Kesepakatan atau akad adalah salah satu bentuk perbuatan hukum atau
disebut dengan tasharruf. Mustafa Al
Zarqa mendefinisikan tasharruf adalah
“segala sesuatu (perbuatan) yang bersumber dari kehendak seseorang dan syara’
menetapkan atasnya sejumlah akibat hukum (hak dan kewajiban)”.[6]
Suatu tindakan dapat disebut
sebagai akad atau perjanjian jika memenuhi beberapa rukun dan syarat. Rukun
akad adalah unsur mutlak yang harus ada dan merupakan esensi dalam setiap akad.

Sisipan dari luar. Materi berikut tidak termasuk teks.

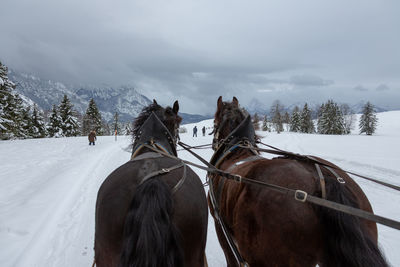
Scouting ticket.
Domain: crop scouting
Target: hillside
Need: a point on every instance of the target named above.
(49, 188)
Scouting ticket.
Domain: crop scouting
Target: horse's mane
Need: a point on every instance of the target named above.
(142, 117)
(236, 114)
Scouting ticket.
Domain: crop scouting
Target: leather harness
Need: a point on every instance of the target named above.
(154, 134)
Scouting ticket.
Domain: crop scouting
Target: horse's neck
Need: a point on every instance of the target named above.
(234, 157)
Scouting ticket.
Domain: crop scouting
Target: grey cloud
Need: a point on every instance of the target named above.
(360, 88)
(382, 87)
(309, 80)
(166, 50)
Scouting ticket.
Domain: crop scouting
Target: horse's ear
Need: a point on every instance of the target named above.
(235, 101)
(219, 103)
(175, 108)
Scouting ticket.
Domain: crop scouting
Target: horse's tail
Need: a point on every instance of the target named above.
(150, 237)
(347, 242)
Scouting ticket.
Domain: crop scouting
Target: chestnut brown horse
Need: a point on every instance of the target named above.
(270, 228)
(152, 211)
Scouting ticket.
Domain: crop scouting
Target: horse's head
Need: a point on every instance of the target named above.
(227, 117)
(168, 116)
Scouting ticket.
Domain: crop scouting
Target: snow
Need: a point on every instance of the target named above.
(49, 187)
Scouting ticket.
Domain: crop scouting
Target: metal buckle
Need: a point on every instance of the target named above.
(300, 195)
(237, 178)
(341, 180)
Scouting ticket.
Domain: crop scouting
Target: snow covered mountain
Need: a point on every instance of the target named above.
(123, 99)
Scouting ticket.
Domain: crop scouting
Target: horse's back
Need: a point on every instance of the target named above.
(115, 196)
(276, 225)
(286, 232)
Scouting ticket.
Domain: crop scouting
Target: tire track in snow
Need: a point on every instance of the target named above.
(60, 230)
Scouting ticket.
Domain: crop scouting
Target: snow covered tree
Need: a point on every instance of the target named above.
(368, 120)
(53, 127)
(10, 107)
(38, 126)
(295, 120)
(265, 126)
(116, 124)
(306, 123)
(276, 116)
(69, 122)
(286, 120)
(349, 117)
(256, 122)
(92, 119)
(331, 119)
(27, 125)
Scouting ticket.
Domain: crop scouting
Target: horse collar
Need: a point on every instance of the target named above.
(243, 133)
(153, 132)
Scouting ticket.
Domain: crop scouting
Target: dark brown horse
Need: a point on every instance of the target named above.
(273, 229)
(152, 211)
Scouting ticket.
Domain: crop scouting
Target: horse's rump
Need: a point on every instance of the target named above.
(115, 195)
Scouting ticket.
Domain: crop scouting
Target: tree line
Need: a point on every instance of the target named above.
(329, 118)
(19, 120)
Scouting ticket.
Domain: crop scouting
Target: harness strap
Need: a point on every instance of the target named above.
(181, 181)
(228, 237)
(321, 180)
(165, 171)
(147, 155)
(299, 195)
(246, 160)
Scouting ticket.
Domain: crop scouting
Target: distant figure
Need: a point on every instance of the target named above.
(195, 131)
(92, 137)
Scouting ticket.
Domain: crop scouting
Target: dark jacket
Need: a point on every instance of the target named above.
(92, 136)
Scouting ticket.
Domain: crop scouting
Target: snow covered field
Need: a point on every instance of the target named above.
(49, 186)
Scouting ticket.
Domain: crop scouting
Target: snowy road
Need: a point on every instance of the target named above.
(49, 187)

Jika salah satu rukun tidak ada secara syariah akad dipandang tidak pernah ada.
Sedangkan syarat adalah suatu sifat yang mesti ada pada setiap rukun, tetapi
bukan merupakan esensi akad.
BMT Bina Ihsanul Fikri adalah salah satu BMT di Yogyakarta, yang
sebagaimana BMT pada umumnya berorientasi pada upaya peningkatan kesejahteraan
anggota dan masyarakat. Selama ini BMT Bina Ihsanul Fikri dalam kaitannya
dengan nasabah, telah melakukan dua kegiatan, yaitu menabung atau menitip dan
meminjamkan dana (uang).
BMT Bina Ihsanul fikri telah memberikan bantuan pembiayaan dalam bentuk fasilitas pembiayaan mudharabah (bagi hasil), yang sedapat
mungkin diharapkan dapat meningkatkan kesejahteraan nasabahnya.

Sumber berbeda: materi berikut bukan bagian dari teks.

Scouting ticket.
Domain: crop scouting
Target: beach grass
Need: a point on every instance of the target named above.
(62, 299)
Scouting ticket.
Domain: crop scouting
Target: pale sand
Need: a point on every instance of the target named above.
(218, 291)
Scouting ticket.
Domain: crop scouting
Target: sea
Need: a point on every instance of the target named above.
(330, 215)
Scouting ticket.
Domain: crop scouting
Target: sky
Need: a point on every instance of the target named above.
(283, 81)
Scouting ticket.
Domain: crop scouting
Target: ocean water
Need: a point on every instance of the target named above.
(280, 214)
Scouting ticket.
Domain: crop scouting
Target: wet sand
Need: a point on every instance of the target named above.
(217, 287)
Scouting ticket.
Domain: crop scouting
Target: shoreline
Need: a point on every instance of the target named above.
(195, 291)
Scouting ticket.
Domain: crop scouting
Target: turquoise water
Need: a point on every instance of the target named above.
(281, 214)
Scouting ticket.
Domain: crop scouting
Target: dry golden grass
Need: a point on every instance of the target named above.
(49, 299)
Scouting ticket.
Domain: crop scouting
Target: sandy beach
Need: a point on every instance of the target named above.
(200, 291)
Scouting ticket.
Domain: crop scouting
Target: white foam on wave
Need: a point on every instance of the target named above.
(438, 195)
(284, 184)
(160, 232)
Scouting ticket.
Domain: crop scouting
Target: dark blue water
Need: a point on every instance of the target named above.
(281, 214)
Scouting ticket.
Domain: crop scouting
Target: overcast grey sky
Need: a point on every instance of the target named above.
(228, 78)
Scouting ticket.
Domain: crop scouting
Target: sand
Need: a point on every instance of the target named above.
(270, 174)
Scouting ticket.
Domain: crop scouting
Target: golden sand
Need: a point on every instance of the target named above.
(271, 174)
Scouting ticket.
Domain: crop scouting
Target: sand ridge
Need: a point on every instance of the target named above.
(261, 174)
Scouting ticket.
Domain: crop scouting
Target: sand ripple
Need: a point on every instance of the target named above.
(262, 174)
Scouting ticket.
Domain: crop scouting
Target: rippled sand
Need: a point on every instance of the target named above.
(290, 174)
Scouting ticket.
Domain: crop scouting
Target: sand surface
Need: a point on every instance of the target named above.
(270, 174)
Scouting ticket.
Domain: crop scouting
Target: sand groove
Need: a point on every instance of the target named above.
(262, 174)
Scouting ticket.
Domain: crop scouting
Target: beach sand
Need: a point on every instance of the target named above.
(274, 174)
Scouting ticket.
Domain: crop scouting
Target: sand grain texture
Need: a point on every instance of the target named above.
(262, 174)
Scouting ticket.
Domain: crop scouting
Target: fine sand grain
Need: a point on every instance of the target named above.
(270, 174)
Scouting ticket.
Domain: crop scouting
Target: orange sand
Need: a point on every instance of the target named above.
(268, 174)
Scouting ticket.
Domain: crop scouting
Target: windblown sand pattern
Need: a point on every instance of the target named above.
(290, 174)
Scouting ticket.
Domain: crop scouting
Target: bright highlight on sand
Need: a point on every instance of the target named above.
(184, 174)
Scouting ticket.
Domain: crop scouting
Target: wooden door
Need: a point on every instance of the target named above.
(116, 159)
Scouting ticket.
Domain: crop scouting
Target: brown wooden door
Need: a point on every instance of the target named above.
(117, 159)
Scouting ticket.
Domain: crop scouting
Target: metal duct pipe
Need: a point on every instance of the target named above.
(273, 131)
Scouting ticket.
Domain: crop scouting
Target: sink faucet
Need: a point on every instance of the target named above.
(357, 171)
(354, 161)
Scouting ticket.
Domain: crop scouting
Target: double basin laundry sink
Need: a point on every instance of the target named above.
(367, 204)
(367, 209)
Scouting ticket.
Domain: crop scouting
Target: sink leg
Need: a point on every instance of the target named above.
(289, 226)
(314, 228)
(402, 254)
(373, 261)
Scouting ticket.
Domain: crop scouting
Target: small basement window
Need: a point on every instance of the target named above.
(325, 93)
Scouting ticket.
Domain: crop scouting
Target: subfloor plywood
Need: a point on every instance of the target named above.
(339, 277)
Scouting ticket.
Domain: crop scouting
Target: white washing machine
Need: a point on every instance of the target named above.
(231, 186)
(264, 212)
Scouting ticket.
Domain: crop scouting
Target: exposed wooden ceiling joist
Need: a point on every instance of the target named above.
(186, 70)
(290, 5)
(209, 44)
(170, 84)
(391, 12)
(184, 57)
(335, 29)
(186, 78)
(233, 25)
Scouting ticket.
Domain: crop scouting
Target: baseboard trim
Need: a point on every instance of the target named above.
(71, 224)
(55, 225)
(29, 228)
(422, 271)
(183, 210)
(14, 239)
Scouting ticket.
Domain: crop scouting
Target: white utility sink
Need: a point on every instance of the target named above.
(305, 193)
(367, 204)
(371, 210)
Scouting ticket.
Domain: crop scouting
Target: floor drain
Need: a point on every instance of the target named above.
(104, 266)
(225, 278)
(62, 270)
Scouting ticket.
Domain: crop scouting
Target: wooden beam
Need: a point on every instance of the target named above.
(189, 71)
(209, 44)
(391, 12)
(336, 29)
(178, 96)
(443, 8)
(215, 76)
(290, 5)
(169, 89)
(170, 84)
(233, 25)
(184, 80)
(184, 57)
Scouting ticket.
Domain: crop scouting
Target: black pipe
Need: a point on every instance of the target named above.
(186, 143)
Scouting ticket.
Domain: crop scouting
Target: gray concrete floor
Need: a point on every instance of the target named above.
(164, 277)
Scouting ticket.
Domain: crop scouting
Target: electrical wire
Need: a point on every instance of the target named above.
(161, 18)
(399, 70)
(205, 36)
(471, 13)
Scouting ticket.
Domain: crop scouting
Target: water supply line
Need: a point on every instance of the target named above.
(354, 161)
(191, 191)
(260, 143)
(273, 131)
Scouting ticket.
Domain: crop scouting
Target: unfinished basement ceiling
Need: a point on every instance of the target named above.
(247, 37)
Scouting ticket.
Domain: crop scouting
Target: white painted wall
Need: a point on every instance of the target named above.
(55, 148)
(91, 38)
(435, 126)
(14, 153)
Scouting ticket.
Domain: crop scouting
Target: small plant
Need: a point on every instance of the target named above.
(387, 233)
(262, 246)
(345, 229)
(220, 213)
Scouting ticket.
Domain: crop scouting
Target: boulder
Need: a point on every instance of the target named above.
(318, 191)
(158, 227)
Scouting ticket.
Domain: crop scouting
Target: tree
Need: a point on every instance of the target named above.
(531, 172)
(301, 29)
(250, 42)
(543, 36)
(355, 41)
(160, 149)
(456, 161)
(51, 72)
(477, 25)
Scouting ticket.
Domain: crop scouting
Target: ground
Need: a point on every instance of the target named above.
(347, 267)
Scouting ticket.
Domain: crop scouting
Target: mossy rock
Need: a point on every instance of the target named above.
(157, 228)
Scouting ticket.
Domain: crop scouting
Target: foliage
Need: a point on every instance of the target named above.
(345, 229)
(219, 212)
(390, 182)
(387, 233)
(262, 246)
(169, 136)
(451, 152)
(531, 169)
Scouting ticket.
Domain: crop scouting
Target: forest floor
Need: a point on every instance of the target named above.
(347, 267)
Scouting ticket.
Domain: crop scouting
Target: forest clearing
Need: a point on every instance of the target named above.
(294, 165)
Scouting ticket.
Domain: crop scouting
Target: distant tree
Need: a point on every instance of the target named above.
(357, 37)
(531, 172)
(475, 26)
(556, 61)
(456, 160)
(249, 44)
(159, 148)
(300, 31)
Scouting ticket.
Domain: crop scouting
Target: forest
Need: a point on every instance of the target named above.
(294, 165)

Dalam menjalin beberapa ketentuan transaksi antara BMT dan nasabah,
sistem mudharabah telah mengatur
beberapa hal yang berkaitan dengan mekanisme kesepakatan (akad) pembiayaan mudharabah dan mekanisme pelaksanaan
bagi hasil. Aturan mengenai hal itu tentu saja secara teoritis berkiblat pada
perspektif literatur fiqh klasik muamallah
tentang mudharabah yang kemudian
direaktualisasikan oleh para praktisi dan akademisi perbankan syariah
kontemporer.
Karena dalam masyarakat banyak muncul asumsi bahwa BMT dan lembaga
keuangan syariah lainnya sama saja dengan lembaga keuangan konvensional
lainnya, maka penelitian ini dibuat guna mencari solusi alternatif bagi
permasalahan tersebut, serta untuk mengetahui apakah para nasabah memahami
konsep pembiayaan mudharabah baik dari segi pemahaman arti akad maupun sistem
nisbah bagi hasilnya, sekaligus dalam rangka membangun sistem transaksi ekonomi
yang Islami (berkeadilan) dalam sebuah lembaga keuangan.
[1] Adiwarman Karim, Bank Islam :
Analisis Fiqh dan Keuangan, (Jakarta ,
IIIT Indonesia , 2003) Ed.I Cet I, hal.
40.
[2] Ibid, hal 43
[3] Mudharabah disebut juga qiradh atau muqaradah. Makna keduanya sama. Mudharabah
adalah istilah yang digunakan di Irak, sedangkan istilah qiradh digunakan oleh masyarakat Hijaz. (Adiwarman A Karim, 2004, Bank Islam : Analisis Fiqih dan Keuangan,
Edisi 2, PT Raja Grafindo, Jakarta ).
[4] Al Jaziri, Kitab al- fiqh
‘ala mazahib al- Arba’ah, Juz III, (Beirut : Dar al-Fikr, 1990), hal.34
[5] Musthafa Ahmad Az Zarqa, al
fiqh fi Tsubih al Jadi (Beirut, Dar-al Fikr,1989) juz I hal. 55.
[6] Ghufron A Mas’adi, Fiqih
Muamalah Kontekstual, cet.1, (Jakarta
: Raja Grafindo Persada,2002), hal. 77.